- Nalyappa
- Coordinates: 34°09′29″S 137°32′35″E﻿ / ﻿34.158170°S 137.542950°E
- Population: 18 (SAL 2021)
- Established: 1999
- Postcode(s): 5558
- Time zone: ACST (UTC+9:30)
- • Summer (DST): ACST (UTC+10:30)
- Location: 128 km (80 mi) north-west of Adelaide
- LGA(s): Yorke Peninsula Council
- Region: Yorke and Mid North
- County: Daly
- State electorate(s): Narungga
- Federal division(s): Grey
| Mean max temp | Mean min temp | Annual rainfall |
| 23.8 °C 75 °F | 9.8 °C 50 °F | 330.1 mm 13 in |
Suburbs around Nalyappa:
| Spencer Gulf | Port Hughes Kooroona | Moonta Mines |
| Spencer Gulf | Nalyappa | Agery |
| Spencer Gulf | Balgowan | Weetulta |
- Footnotes: Distances Adjoining localities

= Nalyappa, South Australia =

Nalyappa is a locality in the Australian state of South Australia located on the west coast of Yorke Peninsula immediately adjoining Spencer Gulf about 128 km north-west of the state capital of Adelaide.

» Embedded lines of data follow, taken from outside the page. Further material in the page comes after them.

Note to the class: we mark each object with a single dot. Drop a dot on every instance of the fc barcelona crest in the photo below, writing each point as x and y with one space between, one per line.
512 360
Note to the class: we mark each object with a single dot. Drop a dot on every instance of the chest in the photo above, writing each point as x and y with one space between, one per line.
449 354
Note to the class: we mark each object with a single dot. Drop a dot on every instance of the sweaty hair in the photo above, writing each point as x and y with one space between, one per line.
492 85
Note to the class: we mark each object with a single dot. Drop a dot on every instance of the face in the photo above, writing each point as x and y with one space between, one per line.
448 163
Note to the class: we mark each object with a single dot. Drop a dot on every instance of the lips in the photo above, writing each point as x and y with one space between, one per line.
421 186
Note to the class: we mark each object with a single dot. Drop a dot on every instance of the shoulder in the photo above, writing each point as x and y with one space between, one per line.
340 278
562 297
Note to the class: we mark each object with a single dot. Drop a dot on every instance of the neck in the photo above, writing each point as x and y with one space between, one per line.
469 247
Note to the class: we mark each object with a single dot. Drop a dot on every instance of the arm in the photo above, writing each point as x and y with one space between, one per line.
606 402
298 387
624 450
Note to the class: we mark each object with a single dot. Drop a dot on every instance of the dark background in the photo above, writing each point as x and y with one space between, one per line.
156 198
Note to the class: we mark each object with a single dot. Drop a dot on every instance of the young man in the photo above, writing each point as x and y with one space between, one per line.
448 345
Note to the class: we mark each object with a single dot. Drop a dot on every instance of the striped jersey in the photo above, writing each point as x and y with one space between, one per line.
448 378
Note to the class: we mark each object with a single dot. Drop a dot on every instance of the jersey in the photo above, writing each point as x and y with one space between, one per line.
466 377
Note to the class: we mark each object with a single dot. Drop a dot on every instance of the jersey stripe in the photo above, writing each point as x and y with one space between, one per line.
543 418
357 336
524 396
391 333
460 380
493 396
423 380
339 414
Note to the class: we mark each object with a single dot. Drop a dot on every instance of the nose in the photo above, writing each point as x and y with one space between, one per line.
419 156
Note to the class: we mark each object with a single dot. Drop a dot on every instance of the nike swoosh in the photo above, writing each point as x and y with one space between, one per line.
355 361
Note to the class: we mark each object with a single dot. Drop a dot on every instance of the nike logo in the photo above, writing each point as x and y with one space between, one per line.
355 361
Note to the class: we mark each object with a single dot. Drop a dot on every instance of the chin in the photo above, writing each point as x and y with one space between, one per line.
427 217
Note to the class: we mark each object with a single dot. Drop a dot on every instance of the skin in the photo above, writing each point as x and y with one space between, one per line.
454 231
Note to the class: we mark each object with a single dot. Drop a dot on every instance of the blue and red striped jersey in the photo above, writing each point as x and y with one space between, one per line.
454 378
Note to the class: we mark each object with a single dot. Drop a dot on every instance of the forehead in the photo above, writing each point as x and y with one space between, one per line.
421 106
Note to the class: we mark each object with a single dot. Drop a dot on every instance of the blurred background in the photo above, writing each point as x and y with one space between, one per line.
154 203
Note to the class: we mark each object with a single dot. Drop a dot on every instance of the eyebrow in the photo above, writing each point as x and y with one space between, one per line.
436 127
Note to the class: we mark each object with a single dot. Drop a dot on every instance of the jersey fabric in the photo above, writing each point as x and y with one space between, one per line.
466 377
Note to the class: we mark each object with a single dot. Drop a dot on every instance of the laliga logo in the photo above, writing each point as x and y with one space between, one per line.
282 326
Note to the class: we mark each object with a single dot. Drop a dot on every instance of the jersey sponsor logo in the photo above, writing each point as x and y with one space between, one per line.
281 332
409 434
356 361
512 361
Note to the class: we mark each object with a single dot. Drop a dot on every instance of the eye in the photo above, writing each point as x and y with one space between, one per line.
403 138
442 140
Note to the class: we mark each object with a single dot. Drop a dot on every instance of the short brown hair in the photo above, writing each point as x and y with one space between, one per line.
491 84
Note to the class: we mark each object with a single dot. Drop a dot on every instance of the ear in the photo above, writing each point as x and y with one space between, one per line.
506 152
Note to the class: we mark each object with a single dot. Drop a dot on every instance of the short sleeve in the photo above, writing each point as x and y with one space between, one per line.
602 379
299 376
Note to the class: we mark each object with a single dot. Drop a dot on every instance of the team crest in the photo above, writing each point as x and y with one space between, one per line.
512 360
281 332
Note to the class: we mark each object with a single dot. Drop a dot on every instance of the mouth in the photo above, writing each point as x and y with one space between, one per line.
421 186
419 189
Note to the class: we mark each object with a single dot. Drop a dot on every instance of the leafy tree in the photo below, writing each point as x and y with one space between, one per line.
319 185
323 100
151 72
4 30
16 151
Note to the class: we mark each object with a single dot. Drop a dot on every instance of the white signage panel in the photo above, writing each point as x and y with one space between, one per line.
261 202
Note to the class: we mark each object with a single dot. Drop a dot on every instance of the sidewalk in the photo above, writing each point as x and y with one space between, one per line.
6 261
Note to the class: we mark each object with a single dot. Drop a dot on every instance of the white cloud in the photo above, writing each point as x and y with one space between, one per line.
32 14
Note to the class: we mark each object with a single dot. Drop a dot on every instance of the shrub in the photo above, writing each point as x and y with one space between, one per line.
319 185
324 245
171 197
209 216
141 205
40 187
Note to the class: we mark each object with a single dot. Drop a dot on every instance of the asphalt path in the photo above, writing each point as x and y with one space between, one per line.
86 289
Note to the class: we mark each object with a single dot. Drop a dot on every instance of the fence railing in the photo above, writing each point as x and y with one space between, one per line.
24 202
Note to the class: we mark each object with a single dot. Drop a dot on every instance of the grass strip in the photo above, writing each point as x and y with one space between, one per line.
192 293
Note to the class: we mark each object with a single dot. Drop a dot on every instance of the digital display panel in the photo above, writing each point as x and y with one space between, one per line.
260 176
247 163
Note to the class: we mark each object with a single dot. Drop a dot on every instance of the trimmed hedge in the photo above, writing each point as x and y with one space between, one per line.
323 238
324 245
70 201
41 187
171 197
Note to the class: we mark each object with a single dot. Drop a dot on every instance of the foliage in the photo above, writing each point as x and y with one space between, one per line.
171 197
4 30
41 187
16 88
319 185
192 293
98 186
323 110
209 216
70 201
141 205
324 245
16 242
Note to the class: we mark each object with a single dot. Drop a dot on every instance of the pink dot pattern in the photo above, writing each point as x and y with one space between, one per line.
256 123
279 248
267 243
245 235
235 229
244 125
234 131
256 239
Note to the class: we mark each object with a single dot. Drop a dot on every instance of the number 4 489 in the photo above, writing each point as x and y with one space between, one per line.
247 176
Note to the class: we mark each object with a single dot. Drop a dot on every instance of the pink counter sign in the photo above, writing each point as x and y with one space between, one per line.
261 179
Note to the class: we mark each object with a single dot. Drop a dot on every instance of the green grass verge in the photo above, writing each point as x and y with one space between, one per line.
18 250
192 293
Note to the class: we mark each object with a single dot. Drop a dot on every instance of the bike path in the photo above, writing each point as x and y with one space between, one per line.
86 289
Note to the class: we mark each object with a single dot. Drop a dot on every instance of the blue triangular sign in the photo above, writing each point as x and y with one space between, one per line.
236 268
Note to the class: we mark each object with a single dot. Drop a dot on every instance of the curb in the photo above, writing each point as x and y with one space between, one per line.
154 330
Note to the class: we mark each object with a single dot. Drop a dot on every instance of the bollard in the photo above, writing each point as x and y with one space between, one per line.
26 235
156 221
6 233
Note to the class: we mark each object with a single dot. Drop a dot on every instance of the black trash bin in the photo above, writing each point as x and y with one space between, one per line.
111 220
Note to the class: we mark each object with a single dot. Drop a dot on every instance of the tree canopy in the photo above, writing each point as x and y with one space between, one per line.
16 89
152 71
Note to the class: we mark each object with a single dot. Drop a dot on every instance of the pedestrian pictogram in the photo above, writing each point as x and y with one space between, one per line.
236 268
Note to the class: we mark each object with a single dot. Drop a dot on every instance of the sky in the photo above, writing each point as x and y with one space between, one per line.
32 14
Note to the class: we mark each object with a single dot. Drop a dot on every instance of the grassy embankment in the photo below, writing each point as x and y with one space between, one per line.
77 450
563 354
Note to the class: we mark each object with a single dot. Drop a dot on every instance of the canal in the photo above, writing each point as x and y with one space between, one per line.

Its boundaries which were created in May 1999 for the “long established name” which is derived from a Narungga (i.e. local aboriginal people) word ‘Nhalyabba.’

Its coastline includes Tiparra Bay and its southern headland, Cape Elizabeth.

As of 2016, land use within the locality consisted of agriculture being the major use followed by conservation being associated with the coastline adjoining Spencer Gulf.

Nalyappa is located within the federal division of Grey, the state electoral district of Narungga and the local government area of the Yorke Peninsula Council.